“Always plot your data.”Martin Henze
Data collection is tricky, data curation is tricky and everything about data is messy. EDA or exploratory data analysis via visual inspection makes data less terrifying. It exposes the outliers, it pulls the curtain on human biases. But performing EDA is a skill in itself and to demonstrate the same, Martin Henze came on board MLDS 2021 organised by Analytics India Magazine.
In his talk titled, “Effective EDA and data visualization”, Martin Henze discussed the importance of plotting data when making data driven decisions. Martin is an astrophysicist by training who ventured into machine learning fascinated by data. His contributions on Kaggle forums are second to none. His notebooks have garnered a great reputation for being tremendously educational.
Why Bother About EDA And Data Viz
Martin began his talk by bringing up the popular Anscombe’s quartet. The Anscombe quartet (shown above) was introduced by a Frenchman who goes by the same name, back in 1973. He demonstrated that data sets with nearly identical simple descriptive statistics can have very different distributions and appear very different when plotted. Martin too emphasised on the importance of graphing data before analysing it and the effect of outliers and other influential observations on statistical properties.
While building an end-to-end pipeline, Martin recommends to perform the basic preprocessing, a simple baseline model (or slightly better), and getting the outputs in shape for their intended downstream use as early as possible. He would then iterate over the different parts of the pipeline; focussing on cycling quickly through the first iterations.
Here are Martin’s guidelines to getting good at EDA:
- Interpret your findings.
- Narration, narration, narration
- Craft engaging visuals
- Explain your approach on the blogs/forums etc.
Let’s take a look at one of Martin’s popular Kaggle notebooks where he masterfully performs EDA to gain more insights:
The above plot is made over the data provided for the M5 competition on Kaggle where a participant has to predict the sales data provided by the retail giant Walmart 28 days into the future. The data comprises 3,049 individual products from three categories and seven departments, sold in ten stores in three states.

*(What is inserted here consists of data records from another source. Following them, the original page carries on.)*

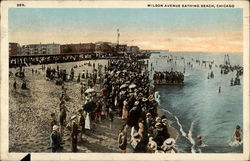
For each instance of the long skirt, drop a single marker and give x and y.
(87, 122)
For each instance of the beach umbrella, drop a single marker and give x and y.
(123, 86)
(89, 106)
(90, 90)
(132, 85)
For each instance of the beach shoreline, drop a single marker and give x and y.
(30, 114)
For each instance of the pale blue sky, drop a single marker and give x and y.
(130, 21)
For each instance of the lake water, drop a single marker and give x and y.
(197, 108)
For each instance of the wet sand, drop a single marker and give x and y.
(29, 114)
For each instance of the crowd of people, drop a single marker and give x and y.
(126, 93)
(168, 77)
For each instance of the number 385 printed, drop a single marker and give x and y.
(20, 5)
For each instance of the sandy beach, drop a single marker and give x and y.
(29, 114)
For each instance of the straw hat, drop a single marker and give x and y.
(137, 103)
(151, 98)
(170, 142)
(164, 120)
(73, 117)
(55, 127)
(144, 99)
(198, 137)
(158, 119)
(158, 126)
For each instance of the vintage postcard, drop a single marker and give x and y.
(126, 80)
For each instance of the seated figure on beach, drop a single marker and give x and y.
(237, 134)
(55, 139)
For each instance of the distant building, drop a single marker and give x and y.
(78, 48)
(14, 49)
(133, 49)
(122, 48)
(41, 49)
(104, 47)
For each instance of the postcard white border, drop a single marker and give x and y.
(5, 155)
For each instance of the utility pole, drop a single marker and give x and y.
(118, 36)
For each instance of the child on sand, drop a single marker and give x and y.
(200, 143)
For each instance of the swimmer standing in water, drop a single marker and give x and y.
(237, 134)
(219, 89)
(200, 143)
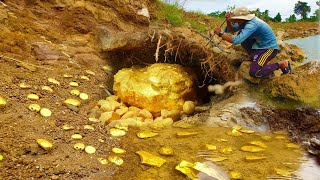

Martin plotted the data related to the ten stores and three categories in the same, non-interactive layout as shown above. This allowed him to gain insights such as “Foods” are the most common category and the number of “Household” rows is closer to the number of “Foods” rows than the corresponding sales figures, indicating that more “Foods” units are sold than “Household” ones.
Check the full EDA here.
In one of our previous interviews, when asked about how he would proceed with a data science problem, Martin suggested that he would always start his projects with a comprehensive EDA (exploratory data analysis). I’m a visual learner, said Martin. His EDA approach typically includes lots of plots that help him scrutinise the relationships and oddities within the data. “It is a mistake to jump too quickly into modelling.” For real world data, EDA steps will usually include quite a bit of data cleaning and wrangling. According to Martin, data cleaning provides important information on the kind of challenges your model might face on unseen data. “Question your assumptions carefully and you will gain a better understanding of the data and the context in which it is extracted,” says Martin.
Throughout his highly informative talk, Martin emphasised how plotting the data is important. The better the EDA, the higher the chances of mitigating biases in the dataset. Here are a few quick takes by Martin:
- Apply log transformations when you see skewed distribution.
- Beware of Bias. Undersampling with darker skin. ML is very powerful.
- Communication is key so you use appropriate domain expertise.